Image Editing
Free image editing AI tools for quickly enhancing photos, creating visuals, and manipulating images for projects in art, marketing, and design.
Desigen can generate high-quality design templates, including background images and layout elements. It uses advanced diffusion models for better control and has been tested on over 40,000 advertisement banners, achieving results similar to human designers.
ELLA is a lightweight approach to equip existing CLIP-based diffusion models with LLMs to improve prompt-understanding and enables long dense text comprehension for text-to-image models.
ResAdapter can generate images with any resolution and aspect ratio for diffusion models.

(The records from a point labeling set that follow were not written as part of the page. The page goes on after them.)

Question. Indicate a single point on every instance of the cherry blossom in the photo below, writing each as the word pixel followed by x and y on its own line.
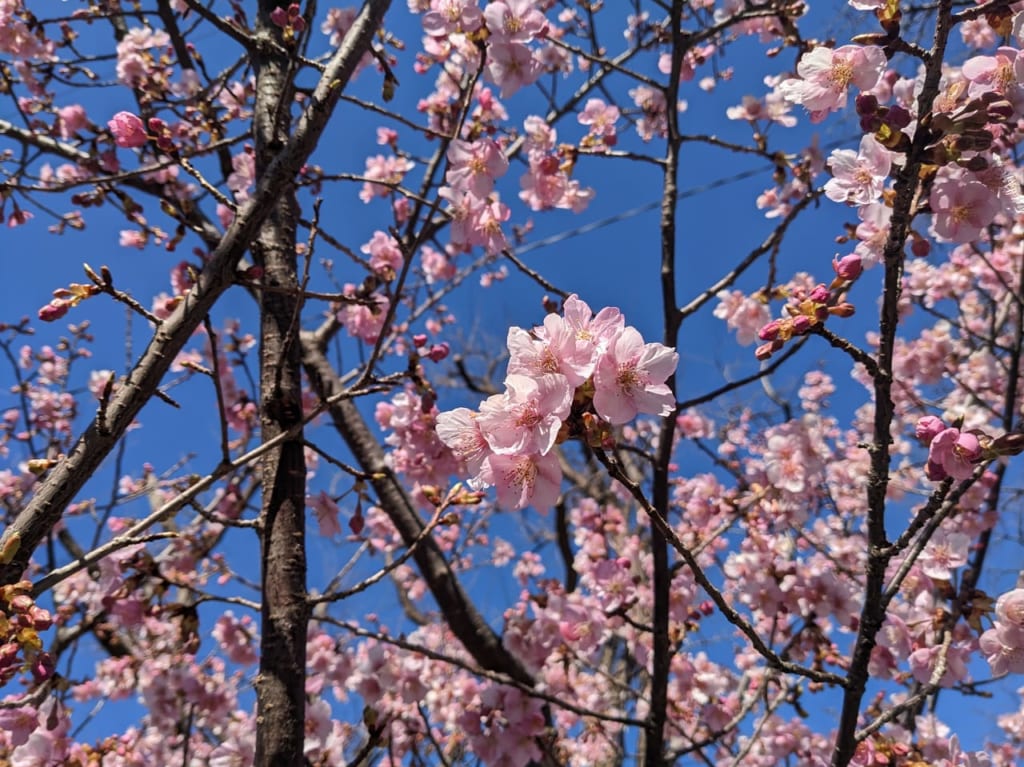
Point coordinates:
pixel 128 130
pixel 630 378
pixel 826 74
pixel 858 177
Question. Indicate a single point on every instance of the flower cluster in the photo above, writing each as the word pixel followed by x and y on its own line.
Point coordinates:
pixel 476 211
pixel 1003 645
pixel 809 308
pixel 951 453
pixel 569 377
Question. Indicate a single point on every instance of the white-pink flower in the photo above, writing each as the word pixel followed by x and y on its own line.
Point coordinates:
pixel 461 432
pixel 526 418
pixel 511 66
pixel 630 379
pixel 825 76
pixel 524 480
pixel 858 177
pixel 128 130
pixel 514 20
pixel 961 209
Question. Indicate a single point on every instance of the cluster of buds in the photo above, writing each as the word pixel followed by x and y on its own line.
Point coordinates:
pixel 161 133
pixel 954 453
pixel 20 645
pixel 969 128
pixel 887 123
pixel 435 353
pixel 65 298
pixel 811 309
pixel 290 20
pixel 129 131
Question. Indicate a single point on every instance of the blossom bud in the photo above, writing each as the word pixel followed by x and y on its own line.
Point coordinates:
pixel 764 351
pixel 53 310
pixel 770 331
pixel 842 309
pixel 935 472
pixel 848 267
pixel 897 117
pixel 127 130
pixel 1009 444
pixel 928 427
pixel 820 294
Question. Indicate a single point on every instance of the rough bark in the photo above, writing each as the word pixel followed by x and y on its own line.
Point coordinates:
pixel 284 613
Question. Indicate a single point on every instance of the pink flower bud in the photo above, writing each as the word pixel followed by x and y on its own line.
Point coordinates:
pixel 820 294
pixel 128 130
pixel 928 428
pixel 770 331
pixel 438 351
pixel 848 267
pixel 801 325
pixel 53 310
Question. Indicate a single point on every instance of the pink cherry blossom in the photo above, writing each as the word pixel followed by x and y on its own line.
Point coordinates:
pixel 450 16
pixel 858 177
pixel 825 76
pixel 473 166
pixel 460 431
pixel 511 67
pixel 128 130
pixel 630 379
pixel 952 453
pixel 526 418
pixel 962 209
pixel 514 20
pixel 600 118
pixel 524 480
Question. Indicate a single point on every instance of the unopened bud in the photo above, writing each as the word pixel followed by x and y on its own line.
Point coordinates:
pixel 848 267
pixel 770 331
pixel 53 310
pixel 801 325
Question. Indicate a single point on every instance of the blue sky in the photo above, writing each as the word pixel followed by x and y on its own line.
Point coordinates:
pixel 615 264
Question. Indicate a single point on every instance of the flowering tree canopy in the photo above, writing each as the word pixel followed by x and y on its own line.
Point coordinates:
pixel 322 459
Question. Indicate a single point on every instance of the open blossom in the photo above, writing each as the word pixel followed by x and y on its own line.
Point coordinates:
pixel 600 118
pixel 514 20
pixel 511 67
pixel 961 209
pixel 128 130
pixel 449 16
pixel 524 480
pixel 630 379
pixel 1001 73
pixel 473 166
pixel 1003 650
pixel 526 418
pixel 742 313
pixel 858 177
pixel 952 453
pixel 825 76
pixel 944 553
pixel 461 432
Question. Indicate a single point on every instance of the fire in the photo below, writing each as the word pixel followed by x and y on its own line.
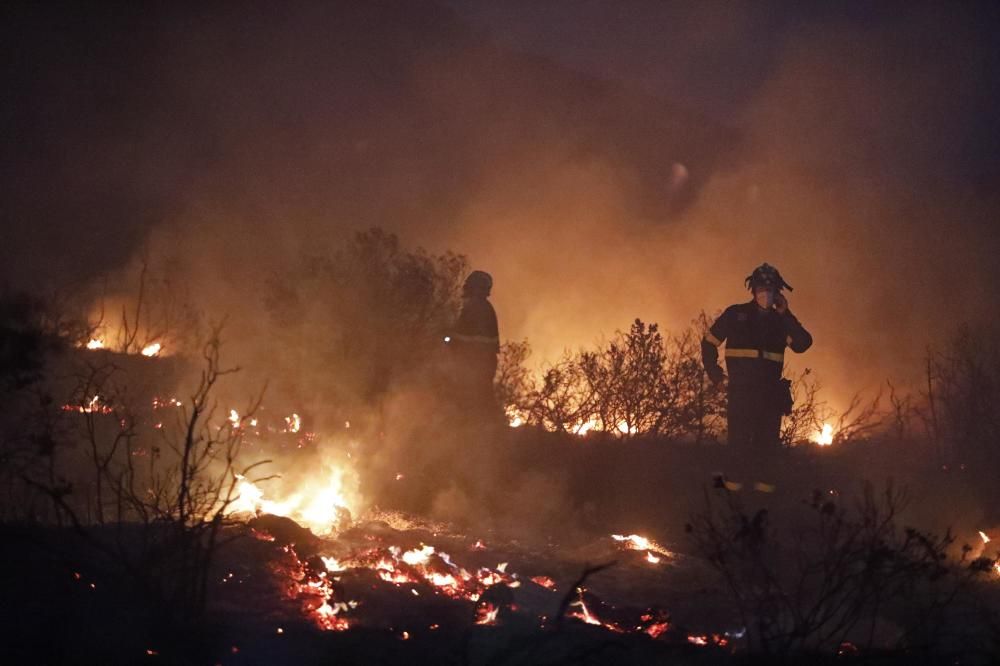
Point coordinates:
pixel 515 417
pixel 824 437
pixel 152 349
pixel 91 406
pixel 544 581
pixel 586 615
pixel 486 613
pixel 322 505
pixel 637 542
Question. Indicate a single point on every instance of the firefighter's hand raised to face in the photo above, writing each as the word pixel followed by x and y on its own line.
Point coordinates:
pixel 780 303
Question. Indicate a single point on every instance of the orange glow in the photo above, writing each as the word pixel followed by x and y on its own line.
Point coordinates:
pixel 825 436
pixel 152 349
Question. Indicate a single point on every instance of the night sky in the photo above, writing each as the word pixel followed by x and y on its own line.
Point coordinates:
pixel 853 144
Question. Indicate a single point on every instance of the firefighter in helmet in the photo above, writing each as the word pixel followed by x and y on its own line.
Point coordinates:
pixel 756 335
pixel 475 344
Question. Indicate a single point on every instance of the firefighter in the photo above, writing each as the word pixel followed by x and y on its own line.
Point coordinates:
pixel 756 334
pixel 475 344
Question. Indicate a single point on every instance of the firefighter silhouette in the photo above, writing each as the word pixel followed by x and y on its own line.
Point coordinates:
pixel 474 342
pixel 755 335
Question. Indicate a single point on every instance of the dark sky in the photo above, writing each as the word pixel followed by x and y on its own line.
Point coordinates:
pixel 715 57
pixel 854 144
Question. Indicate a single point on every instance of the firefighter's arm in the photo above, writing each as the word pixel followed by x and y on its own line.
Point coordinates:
pixel 798 338
pixel 714 337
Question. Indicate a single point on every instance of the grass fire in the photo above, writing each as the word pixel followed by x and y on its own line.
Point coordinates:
pixel 424 332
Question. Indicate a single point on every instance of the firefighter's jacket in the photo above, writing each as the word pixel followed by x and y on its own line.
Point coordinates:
pixel 475 337
pixel 755 342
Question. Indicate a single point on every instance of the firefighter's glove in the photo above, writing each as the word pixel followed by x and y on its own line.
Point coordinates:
pixel 780 303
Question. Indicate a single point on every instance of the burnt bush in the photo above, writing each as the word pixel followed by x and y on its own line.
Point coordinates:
pixel 842 576
pixel 353 323
pixel 640 382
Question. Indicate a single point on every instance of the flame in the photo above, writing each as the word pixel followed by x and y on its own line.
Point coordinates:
pixel 637 542
pixel 587 616
pixel 418 556
pixel 321 508
pixel 486 613
pixel 152 349
pixel 515 417
pixel 91 406
pixel 824 437
pixel 544 581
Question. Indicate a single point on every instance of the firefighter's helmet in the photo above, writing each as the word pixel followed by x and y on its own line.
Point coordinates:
pixel 767 275
pixel 478 283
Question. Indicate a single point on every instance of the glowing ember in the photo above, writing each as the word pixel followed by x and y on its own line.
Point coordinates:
pixel 718 640
pixel 152 350
pixel 637 542
pixel 486 613
pixel 624 428
pixel 545 582
pixel 515 417
pixel 825 436
pixel 586 615
pixel 91 406
pixel 318 508
pixel 418 556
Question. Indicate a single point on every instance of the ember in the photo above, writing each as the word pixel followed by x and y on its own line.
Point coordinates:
pixel 825 436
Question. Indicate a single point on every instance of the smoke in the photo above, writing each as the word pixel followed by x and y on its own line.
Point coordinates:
pixel 238 142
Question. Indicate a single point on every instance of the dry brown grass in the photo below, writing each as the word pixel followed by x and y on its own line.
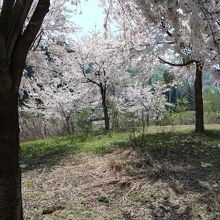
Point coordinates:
pixel 121 185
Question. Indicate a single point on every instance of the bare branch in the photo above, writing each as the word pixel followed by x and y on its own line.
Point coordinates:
pixel 177 64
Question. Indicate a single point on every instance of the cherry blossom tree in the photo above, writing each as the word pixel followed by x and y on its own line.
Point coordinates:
pixel 186 32
pixel 102 63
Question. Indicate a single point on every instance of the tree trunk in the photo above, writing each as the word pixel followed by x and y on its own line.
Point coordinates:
pixel 199 127
pixel 105 109
pixel 10 175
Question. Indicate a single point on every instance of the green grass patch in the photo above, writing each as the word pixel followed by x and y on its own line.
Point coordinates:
pixel 50 151
pixel 177 142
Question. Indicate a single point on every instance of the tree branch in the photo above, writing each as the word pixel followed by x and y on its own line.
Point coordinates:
pixel 24 41
pixel 177 64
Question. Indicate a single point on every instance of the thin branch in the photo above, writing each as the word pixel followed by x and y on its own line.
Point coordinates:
pixel 177 64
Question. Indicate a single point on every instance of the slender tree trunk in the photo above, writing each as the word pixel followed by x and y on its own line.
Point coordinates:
pixel 105 109
pixel 10 175
pixel 199 127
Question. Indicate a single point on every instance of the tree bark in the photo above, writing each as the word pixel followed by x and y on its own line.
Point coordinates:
pixel 15 43
pixel 105 109
pixel 199 127
pixel 10 177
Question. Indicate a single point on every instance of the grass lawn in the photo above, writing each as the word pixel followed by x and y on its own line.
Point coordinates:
pixel 169 173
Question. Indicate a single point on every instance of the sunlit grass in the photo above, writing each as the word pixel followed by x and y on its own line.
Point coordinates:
pixel 158 140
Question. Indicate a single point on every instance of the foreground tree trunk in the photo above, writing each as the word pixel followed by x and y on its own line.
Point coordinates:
pixel 15 42
pixel 199 126
pixel 105 109
pixel 10 178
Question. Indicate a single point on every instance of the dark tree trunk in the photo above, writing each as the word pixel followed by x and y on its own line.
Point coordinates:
pixel 10 176
pixel 199 127
pixel 15 43
pixel 105 109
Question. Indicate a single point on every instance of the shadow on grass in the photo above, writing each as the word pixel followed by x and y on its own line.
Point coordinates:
pixel 38 154
pixel 52 151
pixel 187 163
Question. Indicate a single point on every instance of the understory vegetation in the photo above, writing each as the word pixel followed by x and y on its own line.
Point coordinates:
pixel 167 173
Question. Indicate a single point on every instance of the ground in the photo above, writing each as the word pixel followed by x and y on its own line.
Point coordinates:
pixel 164 175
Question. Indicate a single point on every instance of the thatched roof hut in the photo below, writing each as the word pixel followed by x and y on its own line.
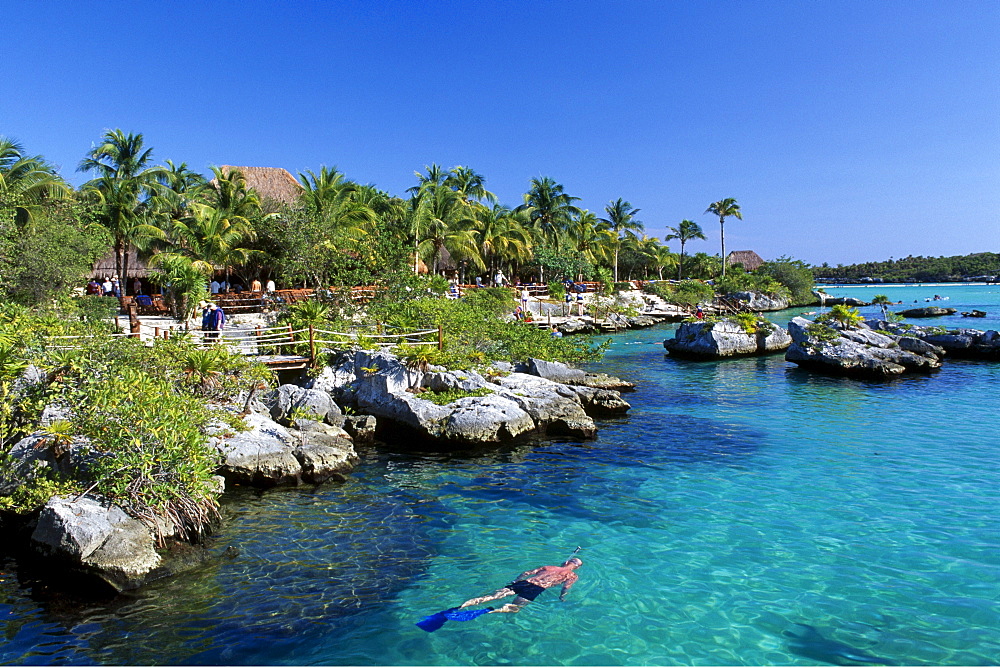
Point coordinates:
pixel 749 259
pixel 273 183
pixel 105 265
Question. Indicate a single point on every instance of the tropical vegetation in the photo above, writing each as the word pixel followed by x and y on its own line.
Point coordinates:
pixel 338 233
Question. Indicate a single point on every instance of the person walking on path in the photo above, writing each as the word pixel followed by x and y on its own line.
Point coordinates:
pixel 528 585
pixel 213 321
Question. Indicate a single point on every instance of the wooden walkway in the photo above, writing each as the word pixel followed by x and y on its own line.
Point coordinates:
pixel 280 348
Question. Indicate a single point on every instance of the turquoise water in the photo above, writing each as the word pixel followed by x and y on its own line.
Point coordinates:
pixel 739 505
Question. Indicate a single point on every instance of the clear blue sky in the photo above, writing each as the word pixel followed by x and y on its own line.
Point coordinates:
pixel 847 131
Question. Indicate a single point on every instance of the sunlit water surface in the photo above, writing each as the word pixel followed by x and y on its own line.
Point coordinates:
pixel 745 512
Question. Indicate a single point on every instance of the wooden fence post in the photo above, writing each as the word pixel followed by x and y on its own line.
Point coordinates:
pixel 312 345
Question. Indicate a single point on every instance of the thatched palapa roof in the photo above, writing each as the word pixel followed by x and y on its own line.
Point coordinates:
pixel 105 266
pixel 749 259
pixel 272 183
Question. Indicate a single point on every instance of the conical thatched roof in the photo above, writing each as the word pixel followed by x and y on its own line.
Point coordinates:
pixel 104 267
pixel 272 183
pixel 749 259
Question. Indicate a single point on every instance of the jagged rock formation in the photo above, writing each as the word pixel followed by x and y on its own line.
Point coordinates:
pixel 726 338
pixel 514 404
pixel 928 312
pixel 758 301
pixel 859 351
pixel 958 342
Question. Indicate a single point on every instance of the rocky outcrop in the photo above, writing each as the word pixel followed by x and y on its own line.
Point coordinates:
pixel 860 351
pixel 829 300
pixel 96 539
pixel 288 401
pixel 927 312
pixel 562 373
pixel 513 403
pixel 726 338
pixel 957 342
pixel 758 301
pixel 269 454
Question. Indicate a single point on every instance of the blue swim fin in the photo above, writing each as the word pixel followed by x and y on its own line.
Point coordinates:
pixel 433 622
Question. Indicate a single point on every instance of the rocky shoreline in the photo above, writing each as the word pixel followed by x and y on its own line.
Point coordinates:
pixel 300 435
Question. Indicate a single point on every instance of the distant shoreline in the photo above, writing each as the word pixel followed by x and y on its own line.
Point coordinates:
pixel 895 285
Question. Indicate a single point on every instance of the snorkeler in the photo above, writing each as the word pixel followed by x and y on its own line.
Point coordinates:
pixel 528 585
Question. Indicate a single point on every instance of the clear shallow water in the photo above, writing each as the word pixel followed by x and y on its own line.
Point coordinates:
pixel 738 502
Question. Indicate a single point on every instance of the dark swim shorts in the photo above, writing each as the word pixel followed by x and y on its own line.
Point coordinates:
pixel 525 589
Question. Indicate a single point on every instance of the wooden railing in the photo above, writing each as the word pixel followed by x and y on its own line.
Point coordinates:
pixel 281 340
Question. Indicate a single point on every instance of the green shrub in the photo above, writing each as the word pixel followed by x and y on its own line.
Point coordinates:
pixel 845 315
pixel 822 332
pixel 686 292
pixel 748 321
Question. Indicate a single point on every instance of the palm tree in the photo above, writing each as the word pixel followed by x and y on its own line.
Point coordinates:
pixel 883 303
pixel 685 232
pixel 436 176
pixel 342 203
pixel 26 182
pixel 503 236
pixel 662 259
pixel 703 265
pixel 470 183
pixel 549 208
pixel 443 219
pixel 209 237
pixel 180 187
pixel 724 208
pixel 592 237
pixel 232 195
pixel 621 220
pixel 125 183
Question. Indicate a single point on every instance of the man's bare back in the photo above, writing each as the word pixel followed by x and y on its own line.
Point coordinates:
pixel 530 584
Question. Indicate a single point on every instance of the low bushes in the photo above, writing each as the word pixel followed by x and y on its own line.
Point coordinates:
pixel 138 416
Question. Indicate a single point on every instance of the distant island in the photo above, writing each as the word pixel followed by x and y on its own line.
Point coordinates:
pixel 977 267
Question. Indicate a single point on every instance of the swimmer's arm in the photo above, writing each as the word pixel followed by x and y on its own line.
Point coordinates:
pixel 566 587
pixel 527 574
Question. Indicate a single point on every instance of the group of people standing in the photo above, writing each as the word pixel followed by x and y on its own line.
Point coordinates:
pixel 213 320
pixel 222 286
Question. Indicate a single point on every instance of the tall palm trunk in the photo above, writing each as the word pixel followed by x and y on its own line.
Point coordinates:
pixel 722 235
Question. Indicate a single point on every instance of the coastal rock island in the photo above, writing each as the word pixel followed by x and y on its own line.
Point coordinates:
pixel 961 342
pixel 727 338
pixel 501 405
pixel 835 348
pixel 759 301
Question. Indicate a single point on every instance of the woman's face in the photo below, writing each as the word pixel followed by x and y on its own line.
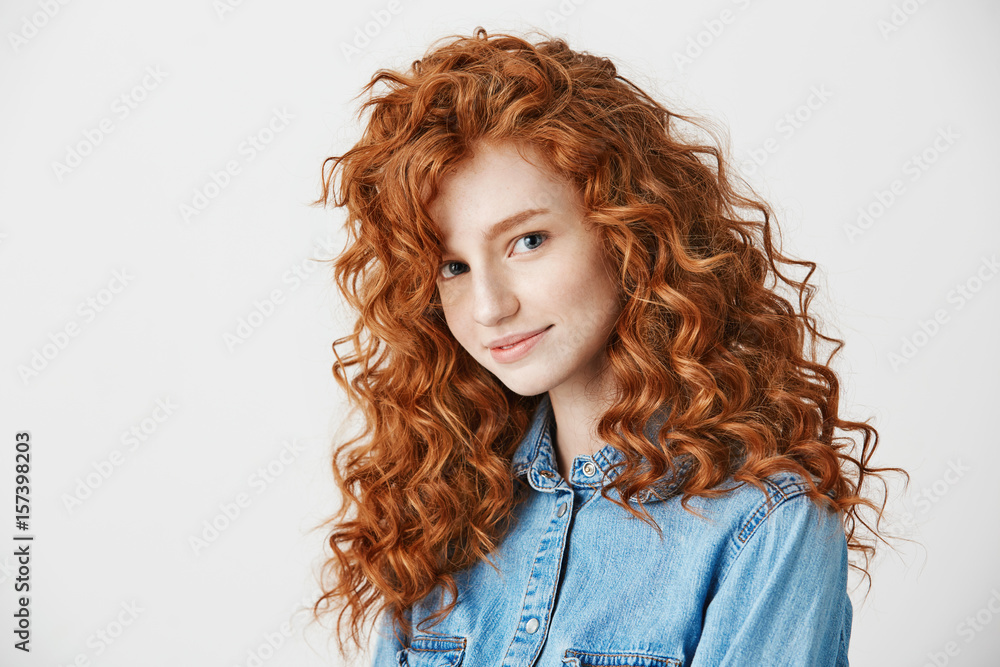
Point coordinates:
pixel 518 261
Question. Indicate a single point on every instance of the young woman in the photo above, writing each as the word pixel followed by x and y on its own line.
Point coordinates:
pixel 593 433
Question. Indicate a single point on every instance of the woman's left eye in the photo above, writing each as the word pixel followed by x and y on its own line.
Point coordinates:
pixel 534 235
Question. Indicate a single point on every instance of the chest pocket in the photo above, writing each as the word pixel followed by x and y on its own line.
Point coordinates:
pixel 574 658
pixel 433 652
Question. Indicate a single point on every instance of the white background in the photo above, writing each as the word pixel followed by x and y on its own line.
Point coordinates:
pixel 894 76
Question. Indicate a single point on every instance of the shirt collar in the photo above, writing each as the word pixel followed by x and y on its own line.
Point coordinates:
pixel 535 459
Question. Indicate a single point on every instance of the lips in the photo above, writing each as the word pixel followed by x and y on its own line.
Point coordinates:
pixel 511 339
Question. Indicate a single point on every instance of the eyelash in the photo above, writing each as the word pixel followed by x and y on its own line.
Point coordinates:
pixel 543 235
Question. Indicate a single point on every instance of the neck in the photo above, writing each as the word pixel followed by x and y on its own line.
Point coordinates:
pixel 576 413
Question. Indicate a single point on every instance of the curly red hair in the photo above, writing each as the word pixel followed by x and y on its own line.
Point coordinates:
pixel 427 486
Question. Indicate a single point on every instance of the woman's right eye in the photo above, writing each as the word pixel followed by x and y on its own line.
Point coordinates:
pixel 448 266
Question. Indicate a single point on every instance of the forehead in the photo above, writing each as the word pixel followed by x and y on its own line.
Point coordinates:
pixel 495 183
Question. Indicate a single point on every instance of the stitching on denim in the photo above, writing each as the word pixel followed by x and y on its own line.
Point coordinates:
pixel 458 644
pixel 669 661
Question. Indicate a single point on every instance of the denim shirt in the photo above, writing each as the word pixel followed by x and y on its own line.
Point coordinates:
pixel 581 583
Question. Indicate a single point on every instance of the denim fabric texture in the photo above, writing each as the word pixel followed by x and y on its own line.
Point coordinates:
pixel 584 584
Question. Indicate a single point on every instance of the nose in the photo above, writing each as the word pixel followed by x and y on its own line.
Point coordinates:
pixel 494 297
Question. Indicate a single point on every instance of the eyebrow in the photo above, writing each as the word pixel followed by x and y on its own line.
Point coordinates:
pixel 511 222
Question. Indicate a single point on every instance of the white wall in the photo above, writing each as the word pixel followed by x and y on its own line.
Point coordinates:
pixel 185 283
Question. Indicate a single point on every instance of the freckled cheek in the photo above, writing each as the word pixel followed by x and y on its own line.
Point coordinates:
pixel 458 316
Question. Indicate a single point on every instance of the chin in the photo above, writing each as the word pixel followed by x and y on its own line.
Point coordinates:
pixel 524 386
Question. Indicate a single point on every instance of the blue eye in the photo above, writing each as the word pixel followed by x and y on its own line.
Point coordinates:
pixel 450 265
pixel 538 235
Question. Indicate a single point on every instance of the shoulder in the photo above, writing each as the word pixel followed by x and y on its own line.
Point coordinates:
pixel 778 516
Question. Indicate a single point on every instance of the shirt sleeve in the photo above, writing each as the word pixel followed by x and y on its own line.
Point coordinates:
pixel 386 645
pixel 783 599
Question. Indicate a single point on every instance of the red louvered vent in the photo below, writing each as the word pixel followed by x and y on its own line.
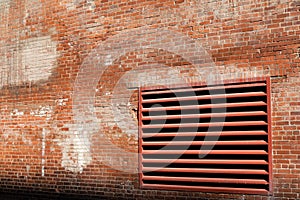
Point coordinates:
pixel 206 138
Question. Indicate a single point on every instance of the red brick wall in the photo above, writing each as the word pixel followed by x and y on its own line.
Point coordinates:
pixel 68 125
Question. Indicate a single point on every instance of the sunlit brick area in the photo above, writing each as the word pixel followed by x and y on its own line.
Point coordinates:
pixel 150 99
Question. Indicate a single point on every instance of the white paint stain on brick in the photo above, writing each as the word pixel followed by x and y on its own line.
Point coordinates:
pixel 39 58
pixel 16 112
pixel 43 111
pixel 30 60
pixel 76 153
pixel 62 101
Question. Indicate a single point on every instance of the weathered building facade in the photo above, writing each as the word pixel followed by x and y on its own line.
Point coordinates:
pixel 71 72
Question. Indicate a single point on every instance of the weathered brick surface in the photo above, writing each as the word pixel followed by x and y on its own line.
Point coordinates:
pixel 48 57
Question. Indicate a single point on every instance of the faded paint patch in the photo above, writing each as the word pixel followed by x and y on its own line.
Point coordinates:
pixel 43 111
pixel 76 153
pixel 31 60
pixel 39 58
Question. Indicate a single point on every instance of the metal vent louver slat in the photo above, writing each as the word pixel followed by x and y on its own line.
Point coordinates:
pixel 206 138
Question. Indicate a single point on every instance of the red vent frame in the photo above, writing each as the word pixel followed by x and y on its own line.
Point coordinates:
pixel 235 125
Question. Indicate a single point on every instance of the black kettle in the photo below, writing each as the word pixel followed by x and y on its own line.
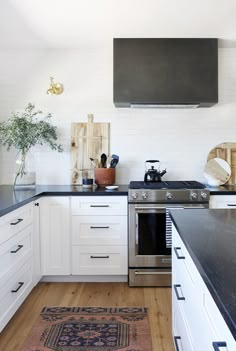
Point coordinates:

It works with various personalized models and processes images efficiently, using only 0.5M parameters while keeping the original style.
OHTA can create detailed and usable hand avatars from just one image. It allows for text-to-avatar conversion and editing of hand textures and shapes, using data-driven hand priors to improve accuracy with limited input.
Multi-LoRA Composition focuses on the integration of multiple Low-Rank Adaptations (LoRAs) to create highly customized and detailed images. The approach is able to generate images with multiple elements without fine-tuning and without losing detail or image quality.
Continuous 3D Words is a control method that can modify attributes in images with a slider based approach. This allows for more control over illumination, non-rigid shape changes (like wings), and camera orientation for instance.
SEELE can move around objects within an image. It does so by removing it, inpainting occluded portions and harmonizing the appearance of the repositioned object with the surrounding areas.
StableIdentity is a method that can generate diverse customized images in various contexts from a single input image. The cool thing about this method is, that it is able to combine the learned identity with ControlNet and even inject it into video (ModelScope) and 3D (LucidDreamer) generation.
InstantID is a ID embedding-based method that can be used to personalize images in various styles using just a single facial image, while ensuring high fidelity.
ControlNet-XS can control text-to-image diffusion models like Stable Diffusion and Stable Diffusion-XL with only 1% of the parameters of the base model. It is about twice as fast as ControlNet and produces higher quality images with better control.
AmbiGen can generate ambigrams by optimizing letter shapes for clear reading from two angles. It improves word accuracy by over 11.6% and reduces edit distance by 41.9% on the 500 most common English words.
Readout Guidance can control text-to-image diffusion models using lightweight networks called readout heads. It enables pose, depth, and edge-guided generation with fewer parameters and training samples, allowing for easier manipulation and consistent identity generation.
DiffusionMat is a novel image matting framework that employs a diffusion model for the transition from coarse to refined alpha mattes. The key innovation of the framework is a correction module that adjusts the output at each denoising step, ensuring that the final result is consistent with the input image’s structures.
Material Palette can extract a palette of PBR materials (albedo, normals, and roughness) from a single real-world image. Looks very useful for creating new materials for 3D scenes or even for generating textures for 2D art.
It’s been a while since I last doomed the TikTok dancers. MagicDance is gonna doom them some more. This model can combine human motion with reference images to precisely generate appearance-consistent videos. While the results still contain visible artifacts and jittering, give it a few months and I’m sure we can’t tell the difference no more.
Object-aware Inversion and Reassembly can edit multiple objects in an image by finding the best steps for each edit. It allows for precise changes in shapes, colors, and materials while keeping the rest of the image intact.
HyperHuman is a text-to-image model that focuses on generating hyper-realistic human images from text prompts and a pose image. The results are pretty impressive and the model is able to generate images in different styles and up to a resolution of 1024x1024.
[Total Selfie] can generate high-quality full-body selfies from close-up selfies and background images. It uses a diffusion-based approach to combine these inputs, creating realistic images in desired poses and overcoming the limits of traditional selfies.
CLE Diffusion can enhance low-light images by letting users control brightness levels and choose specific areas for improvement. It uses an illumination embedding and the Segment-Anything Model (SAM) for precise and natural-looking enhancements.
Interpolating between Images with Diffusion Models can generate smooth transitions between two images using latent diffusion models. It allows for high-quality results across different styles and subjects while using CLIP to select the best images for interpolation.